Blogger Juke said...

It's one thing to decry an authority whose experience first-hand of you've seen through as little more than patriarchal cunning and the treachery of the first-come serving themselves. It's another to vault from that rebel stance to a repudiation of the idea of Absolute ("that there is a best way to order") Authority.
Not obedience to, which is the foundering so often, but recognition of, that kind of gospel-plow steadfastness that has nothing to do with proprietary scripture or ethnic exegesis, but is, like our physical moment, felt to be a lived-in thing, where we are, human against a background of the unimaginable. We need to step it down to a human scale to get it at all. Problem now is we've reduced most people's landscape to human and nothing but.
Harmony's like that I think, where the clavier needs a little wobble in its hertz to please the ear as it modulates through chord and key. There's room for totality, even as totality breaks into the unknowably vast assumptive - like the perfection of God is only ever going to be a series of risings-toward for little man and his kin, because we can't ever get there without becoming not-us.
And every single step of the way some opportunistic hustler's got his forearm's worth of watches out, standing at the edge of the alley - hey, right here, below cost, just for you, just this one time.
Easy to see through once you've been around the block a few rounds. But a snare for the innocent and rube.
So out goes baby bathwater metaphor and point.
Tom Robbins said precision in language bridges the isolating gulf of being more accurately and fully, or words to that, and thus offered a defense of silence in libraries and correct grammar and punctuation in writings. Because it's all we have, to connect.
It bothers me greatly, the way "science" or that section of the bleachers so designated, will humph its own moral strengths so tiredly against the silliness of the dim believers without pausing to remember it got that morality from hoary old superstitious metaphysician-driven religious proscriptions. Which were often all some seer had to keep the flock from straying terminally far (from an ideal).
Out, damned bathwater!
There's no real account-taking there that without some kind of centering goal we'll devolve into competing organisms, even further back than we are already - on what appears to be to me an Aristotelian path toward perfection, or God-knowing, or something like that.
Either that or nothing, in which case there is no case to be made for any moral position whatsoever, no right, wrong, or indifferent. Just preference and self-interest. Just yammering mechanical sticks and paste, strings trailing across the stage.
Doesn't scan.
But then I haven't read the book.

5/10/2007 9:25 PM  
Anonymous Anonymous said...

I love this. What's baby and what's bathwater is getting harder to see, but I think for Weinberger that's not necessarily a bad thing.

Problem now is we've reduced most people's landscape to human and nothing but.

The reduction is happening all around us.
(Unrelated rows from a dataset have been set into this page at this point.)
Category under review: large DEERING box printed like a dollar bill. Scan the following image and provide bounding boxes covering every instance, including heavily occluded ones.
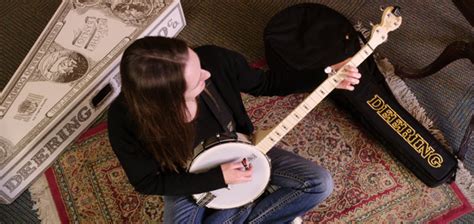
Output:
[0,0,186,204]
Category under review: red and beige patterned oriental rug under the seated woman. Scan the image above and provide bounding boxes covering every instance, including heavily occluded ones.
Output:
[32,90,472,223]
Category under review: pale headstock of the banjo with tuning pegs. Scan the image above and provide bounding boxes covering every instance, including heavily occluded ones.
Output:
[368,6,402,49]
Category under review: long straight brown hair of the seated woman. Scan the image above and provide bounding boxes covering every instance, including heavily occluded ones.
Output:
[120,36,194,171]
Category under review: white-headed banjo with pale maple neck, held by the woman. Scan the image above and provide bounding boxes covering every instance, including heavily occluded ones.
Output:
[188,6,402,209]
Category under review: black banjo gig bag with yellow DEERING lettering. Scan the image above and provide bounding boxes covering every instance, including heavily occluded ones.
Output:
[264,3,457,187]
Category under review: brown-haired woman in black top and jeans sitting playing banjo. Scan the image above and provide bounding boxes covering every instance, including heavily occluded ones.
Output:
[108,36,361,223]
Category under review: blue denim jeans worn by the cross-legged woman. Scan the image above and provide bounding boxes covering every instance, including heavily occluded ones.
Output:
[164,148,334,223]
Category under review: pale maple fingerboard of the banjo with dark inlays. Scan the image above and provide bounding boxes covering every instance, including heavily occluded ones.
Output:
[256,43,374,154]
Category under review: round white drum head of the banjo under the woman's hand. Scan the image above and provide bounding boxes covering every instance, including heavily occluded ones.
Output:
[189,142,271,209]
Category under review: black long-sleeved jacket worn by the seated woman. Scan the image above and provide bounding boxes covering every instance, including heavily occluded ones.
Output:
[108,46,326,195]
Has been. Forever. But it's gotten way more pernicious now that it's frequently in corporate bottom-line interests to make sure we are as ignorant as possible, as consumed as possible, as free of larger schemata as possible.

What I think David finds salutary in the return of the miscellaneous is a kind of undirected destabilizing of top-down order. Opening up new ways of looking, seeing, sharing. Including ways that restore some mnemonics of the "unimaginable" that's been wallpapered over by scenes from American Idol.

Precision is the powerful means to the end of constructing something to stand on. What David's talking about is the messy flux that shakes up those orders, but because it's messy, it's not easily put at the service of single-minded ideologies.

I'm doubtless missing everything here, but I'll wager that ultimately David thinks a seasoning of Aristotle in the herbal bath of miscellaneous conversation will, without anyone in particular being Robespierrean, revolutionize what we know, how we know, and what we can and will do with it. That this will happen slowly, under no one's thumb, but it will, must, happen, because no one is going to be able to stop it. That is to say, there's a faith in our better natures behind David's forecast that's probably indemonstrable, but the better Pascalian bet.